Well, 1) list is the name of a standard type in python (the type of list objects). A type is just a particular kind of object. 2) Since list is a standard name, it should be avoided as the name of a variable (it's not an error, but it's a bad idea), so the list that you're using in your function should be given another name, like plist . 3) Assuming you do this, the variable plist is local to the function's body. It doesn't exist in the global namespace. Note that your function doesn't return any value, so a good idea would be to add an instruction return plist at the end of the body. 4) Assuming you do this, you can then write plist = prime_target(target) at global level, and this defines a global variable plist (which could be given another name). You can then compute sum(plist) !

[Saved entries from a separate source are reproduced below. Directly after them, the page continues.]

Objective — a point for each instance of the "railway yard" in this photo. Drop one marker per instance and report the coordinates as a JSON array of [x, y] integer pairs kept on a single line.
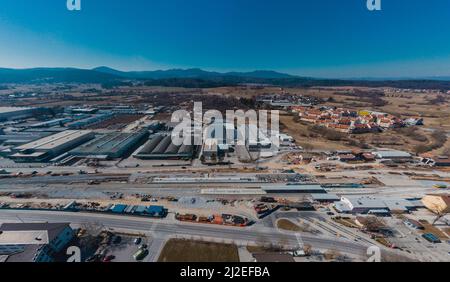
[[114, 165]]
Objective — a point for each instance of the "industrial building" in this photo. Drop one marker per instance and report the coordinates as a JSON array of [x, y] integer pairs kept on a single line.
[[325, 198], [33, 242], [79, 124], [50, 147], [392, 155], [14, 113], [110, 146], [371, 205], [437, 203], [160, 146], [295, 189]]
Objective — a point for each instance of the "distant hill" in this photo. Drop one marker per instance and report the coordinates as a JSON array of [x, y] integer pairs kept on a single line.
[[198, 78], [190, 73]]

Gribouillis 1,391 Programming Explorer Team Colleague

Perhaps you should check this link http://drj11.wordpress.com/2007/05/14/python-how-is-sysstdoutencoding-chosen/ and change the environment variable LC_CTYPE (you should also check if you can change it in your program, using os.environ ). I can't test your problem here, because I'm having a french configuration, so the é prints well. By the way, if this is french, there is only one f in "café".

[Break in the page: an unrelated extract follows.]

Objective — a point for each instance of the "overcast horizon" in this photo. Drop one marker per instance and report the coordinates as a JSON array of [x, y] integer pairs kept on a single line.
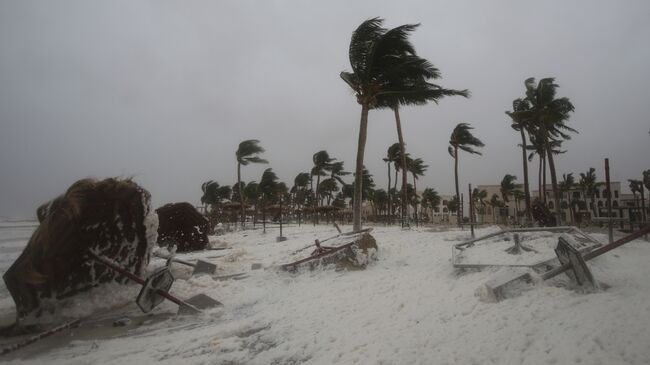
[[164, 91]]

Gribouillis 1,391 Programming Explorer Team Colleague

I posted recently a piece of code where I read the output of a subprocess using a non blocking socket instead of a pipe (linux only, but should work on cygwin). Perhaps you could try this technique http://www.daniweb.com/forums/post777876-19.html. There is also a nice link, which I posted in the same thread, and which could be useful for your problem http://code.activestate.com/recipes/440554/. Hope that helps :)

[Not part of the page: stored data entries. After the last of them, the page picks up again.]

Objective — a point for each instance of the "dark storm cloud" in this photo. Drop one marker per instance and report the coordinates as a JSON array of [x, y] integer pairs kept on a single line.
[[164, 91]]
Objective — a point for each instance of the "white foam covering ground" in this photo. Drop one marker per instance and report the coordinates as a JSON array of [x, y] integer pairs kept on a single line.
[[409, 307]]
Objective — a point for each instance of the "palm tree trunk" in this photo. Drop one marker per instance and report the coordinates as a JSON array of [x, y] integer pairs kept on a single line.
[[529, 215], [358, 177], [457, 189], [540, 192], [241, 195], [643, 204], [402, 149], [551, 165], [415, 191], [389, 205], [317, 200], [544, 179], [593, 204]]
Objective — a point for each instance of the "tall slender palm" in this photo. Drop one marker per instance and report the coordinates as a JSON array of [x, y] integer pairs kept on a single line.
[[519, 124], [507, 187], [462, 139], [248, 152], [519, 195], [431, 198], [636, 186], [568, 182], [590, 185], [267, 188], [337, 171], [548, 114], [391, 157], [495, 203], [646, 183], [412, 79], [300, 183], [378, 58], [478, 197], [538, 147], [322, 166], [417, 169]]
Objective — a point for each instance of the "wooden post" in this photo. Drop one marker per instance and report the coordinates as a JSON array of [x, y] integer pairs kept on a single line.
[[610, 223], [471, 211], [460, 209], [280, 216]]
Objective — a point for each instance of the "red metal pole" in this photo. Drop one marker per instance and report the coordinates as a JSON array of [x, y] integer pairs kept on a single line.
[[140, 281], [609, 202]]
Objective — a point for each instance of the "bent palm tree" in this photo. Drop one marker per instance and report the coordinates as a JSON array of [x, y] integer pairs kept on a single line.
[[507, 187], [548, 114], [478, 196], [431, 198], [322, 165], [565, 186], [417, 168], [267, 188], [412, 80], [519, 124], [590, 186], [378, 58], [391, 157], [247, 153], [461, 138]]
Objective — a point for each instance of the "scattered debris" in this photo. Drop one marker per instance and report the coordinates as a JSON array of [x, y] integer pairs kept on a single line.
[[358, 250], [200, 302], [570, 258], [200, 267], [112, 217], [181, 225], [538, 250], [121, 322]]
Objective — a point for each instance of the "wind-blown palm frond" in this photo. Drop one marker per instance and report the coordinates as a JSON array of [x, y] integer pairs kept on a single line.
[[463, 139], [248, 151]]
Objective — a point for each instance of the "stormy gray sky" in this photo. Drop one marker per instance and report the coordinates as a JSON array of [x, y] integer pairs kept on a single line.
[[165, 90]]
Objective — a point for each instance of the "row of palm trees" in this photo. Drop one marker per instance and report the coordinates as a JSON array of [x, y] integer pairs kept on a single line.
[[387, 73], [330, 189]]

Gribouillis 1,391 Programming Explorer Team Colleague

May be this will work

try:
  range = xrange
except NameError:
  pass

def filenames():
  for i in range(1, 1001):
    yield "output%d" % (i * 10000)

def average_list():
  result = [0.0] * 101
  cntfiles = 0
  for name in filenames():
    cntfiles += 1
    file_in = open(name)
    for index, line in enumerate(file_in):
      key, value = line.strip().split()
      result[index] += float(value)
  for i in range(len(result)):
    result[i] /= cntfiles
  return result

print average_list()
Gribouillis 1,391 Programming Explorer Team Colleague

Grib, thanks for your help. I am still getting "None" as the output though. Here is the snippet: I have verified that the source is coming through ok.

rating_source = fetchsource(pagelink)
soup = BeautifulSoup(rating_source)
ratingregexp = re.compile(r"^[^/]*/10$")
rating_element = soup.find(ratingregexp)
print rating_element

It worked for me with this

source = fetchsource("http://www.imdb.com/title/tt0071853/")
soup = BeautifulSoup(source)
ratingregexp = re.compile(r"^[^/]*/10$")
rating_element = soup.find("b", text=ratingregexp)
print rating_element

I think the error was in the call to soup.find.